Ибо цель Писания в том, чтобы подчинить нас моделям жизни, заставить нас повиноваться и обосновать такое повиновение. Тогда было бы абсурдным полагать, будто познание может быть заменено откровением: как предположительно известная божественная природа могла бы служить практическим правилом в повседневной жизни? Но еще более абсурдно верить, что откровение сообщает нам хоть какое-то знание о природе или сущности Бога. Такой абсурд, однако, пронизывает всю теологию. И, таким образом, она компрометирует всю философию в целом. Порой мы подвергаем свойства откровения особому толкованию, кое примиряет их с разумом; порой мы даже обнаруживаем свойства разума, отличные от свойств откровения. Но так мы не покидаем теологию; мы всегда полагаемся на свойства, дабы выразить природу Бога. Мы не признаем их отличие по природе от подлинных атрибутов. Итак, неизбежно, что Бог всегда будет эминентным по отношению к своим свойствам. Как только мы наделяем их выразительной ценностью, каковой у них нет, мы наделяем божественную субстанцию невыразимой природой, коей она более не обладает.

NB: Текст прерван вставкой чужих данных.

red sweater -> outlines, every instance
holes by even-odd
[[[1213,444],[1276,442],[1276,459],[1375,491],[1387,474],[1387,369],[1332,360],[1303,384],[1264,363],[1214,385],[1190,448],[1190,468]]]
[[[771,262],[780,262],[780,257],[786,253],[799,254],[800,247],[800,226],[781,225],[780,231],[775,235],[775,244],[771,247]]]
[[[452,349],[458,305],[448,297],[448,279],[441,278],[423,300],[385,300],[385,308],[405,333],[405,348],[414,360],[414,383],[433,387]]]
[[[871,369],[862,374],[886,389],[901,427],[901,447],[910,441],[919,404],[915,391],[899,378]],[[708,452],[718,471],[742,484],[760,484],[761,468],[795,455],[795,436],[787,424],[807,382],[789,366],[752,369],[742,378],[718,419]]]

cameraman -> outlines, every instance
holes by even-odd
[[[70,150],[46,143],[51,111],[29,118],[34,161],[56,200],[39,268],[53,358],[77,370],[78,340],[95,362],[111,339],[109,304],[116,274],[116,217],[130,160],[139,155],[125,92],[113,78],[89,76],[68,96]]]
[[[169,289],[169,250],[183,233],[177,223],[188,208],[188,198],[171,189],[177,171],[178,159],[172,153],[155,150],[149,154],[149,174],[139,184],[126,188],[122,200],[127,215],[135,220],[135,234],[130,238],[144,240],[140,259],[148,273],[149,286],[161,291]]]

Никогда еще столь далеко не заходило усилие, направленное на различение двух областей: откровение и выражение. Или двух разнородных отношений: отношение знака и означаемого, отношение выражения и выраженного. Знак всегда присоединяется к свойству; он всегда означает заповедь; и он обосновывает наше повиновение. Выражение всегда касается атрибута; оно выражает некую сущность, то есть некую природу в неопределенной форме [à l’infinitif]; оно делает ее известной для нас. Так что «Слово Божье» обладает двумя крайне разными смыслами: выразительное Слово, не нуждающееся ни в словах, ни в знаках, а только в сущности Бога и в разуме человека. Запечатленное, императивное Слово, действующее посредством знака и заповеди: оно не является выразительным, но будоражит наше воображение и внушает нам необходимую покорность.[80] Могли бы мы, по крайней мере, сказать, что заповеди «выражают» волю Бога? Это предполагало бы еще и волю как принадлежащую природе Бога, допускало бы отвлеченное понятие [êtres de raison], внешнее определение для божественного атрибута. Любое смешивание двух областей разрушительно. Каждый раз, когда мы превращаем знак в выражение, мы везде видим тайны, и прежде всего, в том числе, в самом Писании. Таковы Евреи, думающие, что все безусловно выражает Бога.[81]Тогда мы получаем мистическую концепцию выражения: последнее, по-видимому, сколь скрывает, столь и обнаруживает то, что оно выражает. Загадки, притчи, символы, аналогии, метонимии призваны, таким образом, нарушать рациональный и позитивный порядок чистого выражения. Верно, что Писание действительно является Словом Божьим, но как слово заповеди: императив, он ничего не выражает, ибо не сообщает ни о каком божественном атрибуте.

Анализ Спинозы не ограничивается тем, что отмечает несводимость этих областей друг к другу. Он предполагает развертывание знаков, предстающее как генезис некой иллюзии. Действительно, не будет ошибкой сказать, что каждая вещь выражает Бога. Порядок всей природы в целом является выразительным. Но стоит плохо понять естественный закон, чтобы ухватывать его как императив или заповедь. Когда Спиноза иллюстрирует различные роды познания с помощью знаменитого примера пропорциональных чисел, он показывает что, на самом низком уровне, мы не понимаем правило пропорциональности: тогда мы удерживаем знак, говорящий нам, какую операцию мы должны проделать над этими числами. Даже технические правила обретают моральный аспект, когда мы игнорируем их смысл и удерживаем только знак. В еще большей мере это касается законов Природы. Бог раскрывает Адаму, что вкушение яблока будет иметь для него роковые последствия; но Адам, неспособный ухватить конститутивные отношения между вещами, воображает такой закон природы как моральный закон, запрещающий ему есть плод, а самого Бога как суверена, наказывающего его за поедание плода.